Chinese UK Property Grab Pushes Brits Out of the Market

British buyers are increasingly being priced out of the UK property market by foreign investors, particularly the Chinese. The latest example, as reported in the Daily Mail, is the seven acre RAM Brewery development in Central London, which will be marketed exclusively to foreign buyers.

The increase in foreign interest in UK property is leading to a boom in property prices of 30 percent in some parts of London. The Bank of China is so keen on encouraging this sort of foreign investment that it now offers mortgages in Pounds Sterling.

Some of the Chinese investors are said to use the properties as second homes, but most are either the parents of university students or are buy-to-let landlords. As a result, they tend to favour city centre locations where young professionals and students rent.

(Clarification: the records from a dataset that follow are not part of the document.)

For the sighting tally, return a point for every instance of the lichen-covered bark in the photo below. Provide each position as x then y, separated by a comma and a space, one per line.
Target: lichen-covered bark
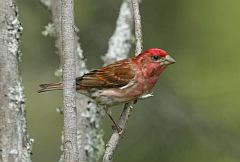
14, 142
69, 82
120, 42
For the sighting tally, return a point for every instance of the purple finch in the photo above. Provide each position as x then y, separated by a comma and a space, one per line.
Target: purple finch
122, 81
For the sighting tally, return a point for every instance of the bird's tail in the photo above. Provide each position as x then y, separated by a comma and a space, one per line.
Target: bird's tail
50, 87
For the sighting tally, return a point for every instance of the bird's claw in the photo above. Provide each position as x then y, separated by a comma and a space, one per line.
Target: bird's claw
117, 128
146, 95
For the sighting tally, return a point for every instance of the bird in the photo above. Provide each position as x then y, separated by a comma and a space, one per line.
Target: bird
122, 81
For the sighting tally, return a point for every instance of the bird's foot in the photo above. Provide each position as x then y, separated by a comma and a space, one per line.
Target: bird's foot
146, 95
117, 128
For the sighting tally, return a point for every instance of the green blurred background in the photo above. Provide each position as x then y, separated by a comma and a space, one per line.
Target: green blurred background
194, 114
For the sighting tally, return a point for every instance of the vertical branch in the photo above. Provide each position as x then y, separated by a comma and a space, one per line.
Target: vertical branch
120, 42
114, 140
138, 27
69, 88
14, 143
89, 117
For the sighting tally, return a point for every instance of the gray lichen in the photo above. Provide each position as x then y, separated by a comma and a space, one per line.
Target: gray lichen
121, 40
49, 30
14, 31
17, 97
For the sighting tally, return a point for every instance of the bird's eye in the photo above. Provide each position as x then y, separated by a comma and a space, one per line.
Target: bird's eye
156, 58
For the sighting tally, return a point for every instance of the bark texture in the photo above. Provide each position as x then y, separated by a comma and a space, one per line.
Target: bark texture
69, 88
14, 142
112, 144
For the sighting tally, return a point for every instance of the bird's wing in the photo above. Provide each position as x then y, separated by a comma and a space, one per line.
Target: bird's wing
115, 75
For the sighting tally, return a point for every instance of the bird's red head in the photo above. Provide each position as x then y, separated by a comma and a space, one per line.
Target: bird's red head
156, 56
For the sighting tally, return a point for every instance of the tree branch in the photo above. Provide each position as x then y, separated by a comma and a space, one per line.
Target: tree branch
120, 42
114, 140
89, 117
69, 88
14, 142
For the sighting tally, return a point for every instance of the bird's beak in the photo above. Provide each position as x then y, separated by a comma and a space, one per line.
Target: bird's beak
169, 60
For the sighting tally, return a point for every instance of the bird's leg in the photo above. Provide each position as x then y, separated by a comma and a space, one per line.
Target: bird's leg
110, 116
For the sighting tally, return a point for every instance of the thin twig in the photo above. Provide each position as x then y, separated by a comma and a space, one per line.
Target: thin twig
14, 142
138, 27
114, 140
69, 89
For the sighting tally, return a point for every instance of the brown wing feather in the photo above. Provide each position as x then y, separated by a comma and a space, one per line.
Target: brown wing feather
114, 75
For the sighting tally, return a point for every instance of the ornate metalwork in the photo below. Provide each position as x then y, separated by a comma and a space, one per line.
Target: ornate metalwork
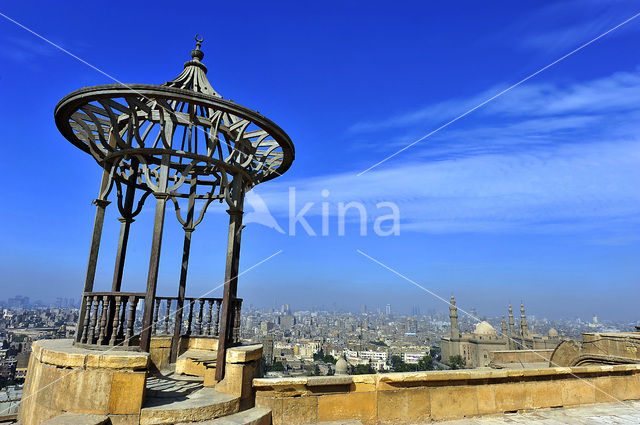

In Birmingham, 30 percent of new property at The Cube has been snapped up by foreign buyers, leaving Brits to rent them back at a premium. The problem is further exacerbated because mortgage approvals in Britain fell through the floor after the 2008 financial crisis.

Michael Sacks of property development firm Sequre told the Mail: “New-build apartment blocks in Britain’s city centre are being bought en masse and then re-sold overseas, mostly to the Chinese, for significantly more than what they are actually worth. 

“This is reminiscent of 2007, just before the property crash, when people were buying property without doing their due diligence and simply believing the sales hype that the market is booming.”

Angela Lin of JA One, a firm helping Chinese investors to find property in London: “People in China want to invest in the UK because it has steady growth.”

The actions of Chinese investors are in sharp contrast to the US backed development at Embassy Gardens Vauxhall, London. This whole new district will have a new underground (Tube) station built on former industrial land. The project is to create a whole new community of owner-occupiers in properties surrounding the new American Embassy to London.

The US State Department is expecting to make millions from selling their Grosvenor Square Embassy and building a new state of the art facility in Vauxhall. This is part of a wider policy dreamt up by the Bush administration to save money, improve security and update facilities.

London has long been a destination for super-rich foreigners, especially Russians and Arabs. But the impact of this immigration was previously confined to super-rich areas such as Knightsbridge. The new trend is to snap up mid-range properties that average Britons would previously have bought.